A good most important metric is:
- Simple (so everyone at your company understands it immediately)
- Measurable (so it’s an actual number)
- Describing your business goals really well (so it actually matters)
- There is only one!
(Note: Actually there are a few more factors that make a good main metric… but let’s try to meet these four conditions first!)
(5) Data Communication
Data and information translated for business people.
This is the step where most data science projects fail.
Interesting, isn’t it?
You can be the best analyst working with the finest data set in the world… But if you can’t communicate your findings efficiently, you will have zero impact.
That’s the nightmare of every data professional.
There are quite a few roadblocks here. We’ve seen all of them: data-sceptical co-workers, over-complicated presentations, unreadable charts…
The fact is that everyone at your company needs to be involved in order to build a culture where people can communicate and use data.
We have two specific recommendations for you:
Data professionals should hold presentations every week – not just about their recent findings but also about why data science is important for the company. Start with things like what a data analyst does, how the data science business works, how colleagues can build self-serving data solutions for themselves, and so on. Alignment between the consumers of the data and those tasked with producing the data is a core tenet of the DGB.
Business people should educate data scientists, as well.
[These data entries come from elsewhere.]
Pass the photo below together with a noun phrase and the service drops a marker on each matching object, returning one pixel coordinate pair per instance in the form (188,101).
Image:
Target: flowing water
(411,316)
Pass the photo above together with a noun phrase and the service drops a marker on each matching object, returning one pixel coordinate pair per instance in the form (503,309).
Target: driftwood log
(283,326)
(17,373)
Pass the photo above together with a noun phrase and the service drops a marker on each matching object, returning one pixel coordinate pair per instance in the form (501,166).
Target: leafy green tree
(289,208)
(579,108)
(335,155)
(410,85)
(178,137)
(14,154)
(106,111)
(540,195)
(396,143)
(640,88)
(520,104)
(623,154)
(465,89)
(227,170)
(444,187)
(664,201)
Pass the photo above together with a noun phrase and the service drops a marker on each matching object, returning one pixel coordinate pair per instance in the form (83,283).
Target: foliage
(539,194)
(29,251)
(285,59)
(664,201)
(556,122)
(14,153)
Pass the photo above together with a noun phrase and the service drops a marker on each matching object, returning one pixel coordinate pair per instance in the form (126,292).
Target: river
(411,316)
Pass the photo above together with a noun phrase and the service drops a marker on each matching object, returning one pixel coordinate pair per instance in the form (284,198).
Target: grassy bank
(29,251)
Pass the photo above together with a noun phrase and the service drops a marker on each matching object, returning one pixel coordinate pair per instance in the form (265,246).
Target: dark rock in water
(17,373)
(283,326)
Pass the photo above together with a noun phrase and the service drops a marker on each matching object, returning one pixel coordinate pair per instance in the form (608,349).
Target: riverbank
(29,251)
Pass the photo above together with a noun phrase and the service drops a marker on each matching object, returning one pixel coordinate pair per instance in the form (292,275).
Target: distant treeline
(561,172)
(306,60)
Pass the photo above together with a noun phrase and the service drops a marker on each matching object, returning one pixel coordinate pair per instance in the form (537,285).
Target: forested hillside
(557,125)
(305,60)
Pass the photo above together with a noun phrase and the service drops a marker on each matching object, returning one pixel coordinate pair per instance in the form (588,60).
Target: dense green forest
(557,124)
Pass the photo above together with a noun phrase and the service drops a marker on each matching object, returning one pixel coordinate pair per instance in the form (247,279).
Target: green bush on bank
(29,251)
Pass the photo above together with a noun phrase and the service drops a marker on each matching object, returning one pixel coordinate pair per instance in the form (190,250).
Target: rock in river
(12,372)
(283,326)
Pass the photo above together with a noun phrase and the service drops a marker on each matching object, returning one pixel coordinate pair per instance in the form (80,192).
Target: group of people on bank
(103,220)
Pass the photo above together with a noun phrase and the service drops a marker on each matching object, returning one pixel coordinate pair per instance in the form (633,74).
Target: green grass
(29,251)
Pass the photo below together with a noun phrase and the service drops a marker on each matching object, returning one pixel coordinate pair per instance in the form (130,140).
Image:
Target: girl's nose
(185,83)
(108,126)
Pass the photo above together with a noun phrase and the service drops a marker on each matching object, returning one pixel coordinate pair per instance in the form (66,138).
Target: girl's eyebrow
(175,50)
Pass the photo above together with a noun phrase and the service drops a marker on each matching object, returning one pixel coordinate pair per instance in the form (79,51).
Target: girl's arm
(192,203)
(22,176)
They should help them to create and deliver better presentations.
Keep it simple.
Everything about your communication should be as simple as it can be!
- No fancy scientific words
- No complicated charts
- No infinite emails
If you can show your data-driven takeaways in one line chart and explain them in one sentence, you should do it. Everyone will be happy about it.
(6) Data-Driven Decision Making
Why are data-driven managers important?
An inportant acronym for this step – “HIPPO”?
It stands for highest paid person’s opinion. It was a well-established business decision-making method for a very long time. Thanks to data science, it’s not the case anymore.
Nnot every manager is ready for this to change. Ego, feelings and closed lines of communication can commit a project to failure no matter how well designed and executed it was.
You can prevent this by establishing a data-driven company culture. Data Science goes so much further than clean data and dashboards. It’s the absolute aknowlegement of a fundamental shift in your firm that you’ll use data as a backbone for most decision making.
The 3 Major Data Science Business Applications
Data Analysis (step 3)is a very broad topic. There are so many opportunities to turn your data into value.
More specifically, in business, these are the three most common practical applications of data science:
(A) Business Analytics (aka Descriptive Analytics).
It answers the questions of “what has happened in the past?” and “where are we now?”
(E.g. reporting, measuring retention, finding the right user segments, funnel analysis, etc.)
(B) Predictive Analytics
It answers the question, “what will happen in the future?”
(How much will this investment return in the future given past performance, assumed future variables, etc.)
(C) Data-Based Product
A product that works using your historical data.
(self-learning, AI, etc)
To understand which ones that you should be focusing on is a fairly straightforward query – which ones will offer you, at each stage of your data journey, the highest ROI.
Invest in business analytics and simple reports first. By answering the basics, you will generate tremendous business value: you will see more clearly and you will understand your audience better.